Procès des attentats du 13 novembre : Journal d’une avocate (J-1)

Publié le 07/09/2021

Le procès des attentats du 13 novembre 2015 s’ouvrira demain mercredi à 12h30. Notre chroniqueuse, Me Julia Courvoisier, défend un jeune couple qui a survécu à la tuerie du Bataclan. Elle a décidé de raconter comment on vit un procès aussi hors normes quand on est avocat. 

robe d'avocat
Photo : ©P. Cluzeau

 

Mardi 7 septembre 2021, 17 heures.

Le procès des attentats du 13 novembre 2015 commencera dans quelques heures.

Le Stade de France : 1 mort.

Le Carillon et le Petit Cambodge : 13 morts.

La Bonne Bière et Casa Nostra : 5 morts.

La Belle Equipe : 21 morts.

Le Comptoir Voltaire : aucun mort.

Le Bataclan : 90 morts.

Les blessures silencieuses

Et puis des centaines de blessés. Leurs témoignages me reviennent en tête si souvent. Il y a les blessures physiques, mais lorsqu’on lit le dossier pénal, que l’on voit les photographies, on imagine aussi et surtout les blessures psychiques. Celles qui mettront du temps à guérir. Celles qui ne se voient pas.

Les blessures de ceux qui ont survécu, mais aussi de tous ceux qui sont intervenus sur les lieux du drame : pompiers, policiers, soignants, magistrats, voisins, passants… Tous ces gens qui, pour la plupart, sont restés silencieux alors qu’ils ont été confrontés brutalement à l’indicible.

Ces blessures m’empêchent de dormir.

J’ai mal en écrivant ces mots.

Nous, les avocats, avons tous des rituels pour aborder les procès particulièrement difficiles. Moi, c’est le sport. Je cours. Je fais du CrossFit. Au moins quatre fois par semaine. J’aborde chaque audience, quelle qu’elle soit, comme un marathon.

 Tout le monde dit que ce procès est hors normes, alors je pense à mon serment d’avocate :

« Dignité, conscience, indépendance, probité, humanité ».

Dans les moments difficiles, c’est ce qui réconforte, ce qui donne de la force.

Nous en parlons entre avocats et nous nous disons tous la même chose : nous ne savons pas à quoi nous attendre. Mais le combat c’est l’essence même de notre métier. Nos clients nous choisissent pour cela.

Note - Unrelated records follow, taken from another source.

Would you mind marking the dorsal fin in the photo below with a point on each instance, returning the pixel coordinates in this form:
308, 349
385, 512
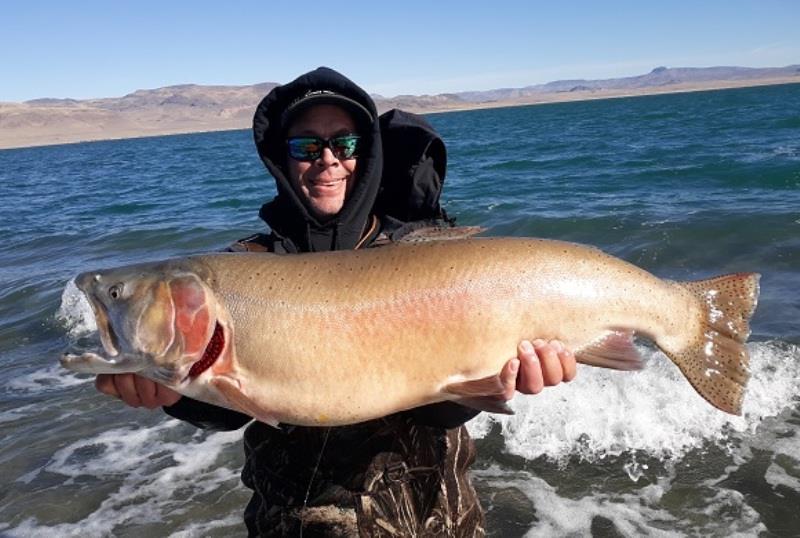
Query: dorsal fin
440, 233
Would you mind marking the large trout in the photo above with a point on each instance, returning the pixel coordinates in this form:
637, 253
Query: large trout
342, 337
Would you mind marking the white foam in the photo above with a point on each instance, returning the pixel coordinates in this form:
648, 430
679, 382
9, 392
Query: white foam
632, 513
157, 478
54, 377
655, 411
75, 312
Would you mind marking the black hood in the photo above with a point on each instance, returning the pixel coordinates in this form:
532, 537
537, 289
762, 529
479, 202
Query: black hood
287, 214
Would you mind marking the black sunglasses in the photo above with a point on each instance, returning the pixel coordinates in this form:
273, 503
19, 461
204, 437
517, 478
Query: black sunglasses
309, 148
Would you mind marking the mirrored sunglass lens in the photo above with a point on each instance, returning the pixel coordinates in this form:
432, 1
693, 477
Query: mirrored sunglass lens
304, 148
345, 146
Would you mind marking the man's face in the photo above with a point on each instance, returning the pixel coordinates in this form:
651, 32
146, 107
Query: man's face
325, 182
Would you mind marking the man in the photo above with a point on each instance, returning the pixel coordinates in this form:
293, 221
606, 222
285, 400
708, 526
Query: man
402, 475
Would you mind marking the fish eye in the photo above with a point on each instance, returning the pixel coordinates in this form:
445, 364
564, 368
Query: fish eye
115, 291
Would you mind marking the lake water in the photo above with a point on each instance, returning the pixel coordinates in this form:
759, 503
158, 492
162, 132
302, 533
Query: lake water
685, 185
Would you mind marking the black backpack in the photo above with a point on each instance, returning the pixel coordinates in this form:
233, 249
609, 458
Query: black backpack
414, 166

Des psychologues seront présents tous les jours à la Cour d’appel de Paris. Nous parlons aussi de cet aspect-là, entre avocats. De ce qui pourrait nous toucher en profondeur.

Des mots et des larmes

Je sais déjà ce qui me fera le plus de mal. Je me prépare, comme chacun de mes confrères, à l’écoute de leurs mots. Je dois vous dire que, parfois, lorsque je regarde les informations, les reportages, mes larmes coulent.

Comme nous tous.

Les autres clients de mon cabinet savent que je serai sur le banc des parties civiles dans ce procès-là. Certains, depuis la cabine téléphonique de leur prison, me téléphonent et nous en parlons. Nous évoquons surtout les victimes, et puis la religion, évidemment.

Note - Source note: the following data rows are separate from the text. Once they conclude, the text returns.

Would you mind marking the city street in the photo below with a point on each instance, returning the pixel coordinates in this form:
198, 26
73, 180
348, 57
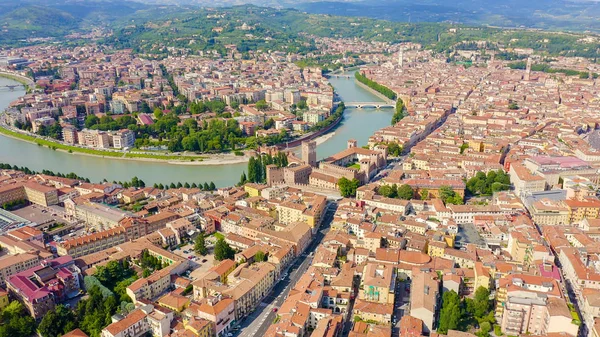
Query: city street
400, 307
257, 323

 Parmi eux, il y a ce jeune homme responsable de la mort d’un homme qui se demande comment on peut défendre ces terroristes. Alors nous parlons, beaucoup, parfois longtemps. Si ce procès peut lui permettre de grandir…

 Finalement, j’aborde ce procès avec eux et par eux je réalise à quel point nous avons tous été touchés, ce jour-là.

Condamnés, parfois pour des actes très graves, mes clients ont des mots d’une profonde humanité qui tranchent de façon singulière avec les appels à la peine de mort qui pullulent sur les réseaux sociaux.

Et même avec les mots de mes proches, dont certains sont d’une violence inouïe.

Je me souviens avoir dit un jour à une petite fille : « la robe d’avocat c’est comme la coquille d’un escargot : dessous, il y a une petite maisonnée avec tous mes dossiers, tous mes clients, tous mes ressentis depuis ces dernières années. Les victoires, les défaites mais surtout, les combats. Et je transporte cette maisonnée d’audience en audience, de palais de justice en tribunal ».

Faire honneur aux victimes

Ce soir, je voudrais que nous pensions aux victimes. A toutes les victimes.

Celles qui veulent venir et témoigner. Et celles qui garderont le silence.

Nous allons, je l’espère, leur faire honneur avec ce procès.

Les victimes auront la parole. Y compris celles que je défends et dont je réserve les mots à la cour d’assises de Paris.

La société, représentée par les avocats généraux, s’exprimera aussi.

Et puis on entendra la défense ; je sais à quel point il peut être difficile d’être de ce côté de la barre, parfois. Puisse l’opinion publique accorder à mes confrères le respect qu’ils méritent et leur épargner les insultes et autres menaces qui se nourrissent de l’ignorance de notre métier et des principes fondamentaux d’un état de droit. Cet état de droit que le procès a précisément vocation à opposer à la barbarie.  

Les mots d’une rescapée du Bataclan me reviennent en mémoire : « et à la fin, l’amour gagne toujours ».

A cet instant précis, je crois que l’amour de la vie nous accompagne.